Try to go to readings, or even to Festivals if your budget allows.

Go, if you can, to the Poetry Library at the Southbank, or to the Scottish Poetry Library.  Order books from your local library.

Go to the Poetry Archive, and listen to as many poets as you can.

Believe in your writing, believe that the page belongs to you, but accept criticism, be open.  Be aware that finding your voice as a poet is a long process, and one that is constantly shifting and renewing.

Join the Poetry Society.  If you are on a tight budget try to find a poet friend to share the subscription.

8. Tell me about any writing projects your involved in at the moment.

I’m quite prolific, I think, and often have several projects on the go, working on them turn and turn about.

Since 2015 I’ve been working on a full-length collection of poems titled Lyonesse.  I am now doing final edits on this. Several Lyonesse poems have appeared in magazines, and four are shortly to appear in a Stickleback pamphlet.
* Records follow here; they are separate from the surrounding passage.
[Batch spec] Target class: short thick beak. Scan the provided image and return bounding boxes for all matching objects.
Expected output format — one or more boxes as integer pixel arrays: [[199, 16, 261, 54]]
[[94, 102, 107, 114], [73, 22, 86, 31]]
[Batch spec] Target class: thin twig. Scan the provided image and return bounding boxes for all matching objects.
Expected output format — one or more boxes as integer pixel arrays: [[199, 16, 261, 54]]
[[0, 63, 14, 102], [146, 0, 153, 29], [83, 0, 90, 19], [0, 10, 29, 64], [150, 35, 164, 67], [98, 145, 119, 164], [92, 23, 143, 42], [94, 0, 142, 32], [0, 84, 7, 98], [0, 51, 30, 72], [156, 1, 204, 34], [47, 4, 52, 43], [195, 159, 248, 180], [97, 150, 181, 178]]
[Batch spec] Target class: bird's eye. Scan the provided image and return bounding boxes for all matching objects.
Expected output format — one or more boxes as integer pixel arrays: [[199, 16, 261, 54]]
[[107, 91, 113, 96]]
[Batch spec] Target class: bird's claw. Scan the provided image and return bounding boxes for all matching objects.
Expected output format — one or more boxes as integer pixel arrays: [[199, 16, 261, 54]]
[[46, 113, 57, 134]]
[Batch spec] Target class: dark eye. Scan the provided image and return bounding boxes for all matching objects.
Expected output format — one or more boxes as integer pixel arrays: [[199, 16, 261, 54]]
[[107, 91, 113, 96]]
I am also working on a parallel collection, consisting of poems written from 2016 and to which I am adding new poems, titled History of The Child.  The title sequence is a set of 24 poems focusing on childhood, both personal and trans-personal, drawn from memories and mediated by the imaginal. Other poems in the book explore familial issues and include poems considering aspects of the patriarchy via the figures of Lear and Noah.  And there are also poems set outside these frameworks, exploring other themes, including poems respectively on the death of Stanley Spencer, on Rome, Wallace Stevens, Kew Gardens, and Katherine of Aragon.
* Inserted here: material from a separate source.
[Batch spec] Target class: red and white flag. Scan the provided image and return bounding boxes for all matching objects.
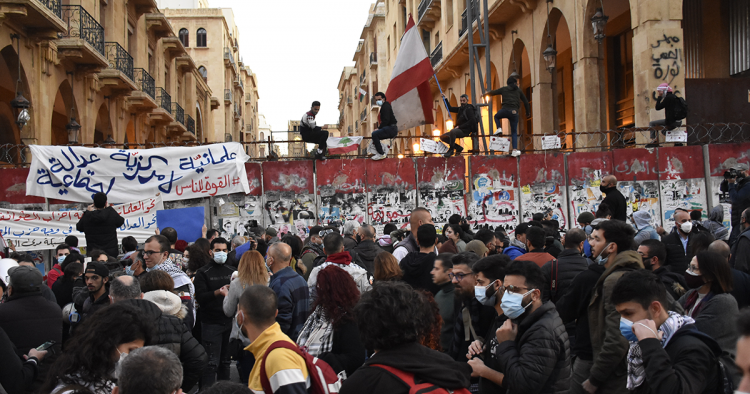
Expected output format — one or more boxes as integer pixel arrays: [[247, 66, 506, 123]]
[[385, 15, 434, 131]]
In August 2016 I challenged myself to attempt the familiar system of writing a poem a day.  I was also influenced in this decision by  the practice of American poet William Stafford who said that he always wrote a poem a day and that it did not matter if it was good or bad.  This was very affirming.  I wrote a poem a day from from August 2016 to February 2017, when I pretty much hit the wall and stopped, though I have added some extra poems when over several days the mood has returned.  These poems are currently put aside in incubation mode and I shall return to them at a future date, when time has de-familiarised them.  In the opening poems of the poem-a-day process I found myself writing journal-type poems about the weather or about what I saw from my window, but as I continued the project the subjects grew deeper and darker, and the entire process was very involving, and led me to avenues I would not have discerned otherwise in my writing.

I am also writing a series of short poems on my phone. I call these ‘Phone Poems’.  I began doing this when I got a new phone this summer, and the first poems are about visiting Reykjavik.

Later this month (October) I’m publishing a collection of poems inspired by the Lizard Peninsula in Cornwall, written in collaboration with my friend and co-poet Alyson Hallett, This book is called Lzrd, and is published by Indigo Dreams Publications.  We’ll be launching it in Falmouth at the Cornwall Contemporary Poetry Festival on the 23rd November.

I’m also looking back over the various short stories I have published over the years.  This is proving a strange and interesting  process, taking me back in writing’s time machine to much earlier modes. I have not written stories for a while but my interest has re-awakened.

I have new poems appearing shortly in Poetry, Ambit, Artemis, and Magma.

And I’m reading as much poetry by a wide range of poets as I can.  As usual.  And in the field of prose writing I am, as I say, reading all the novels and short stories of Australian writer Beverley Farmer.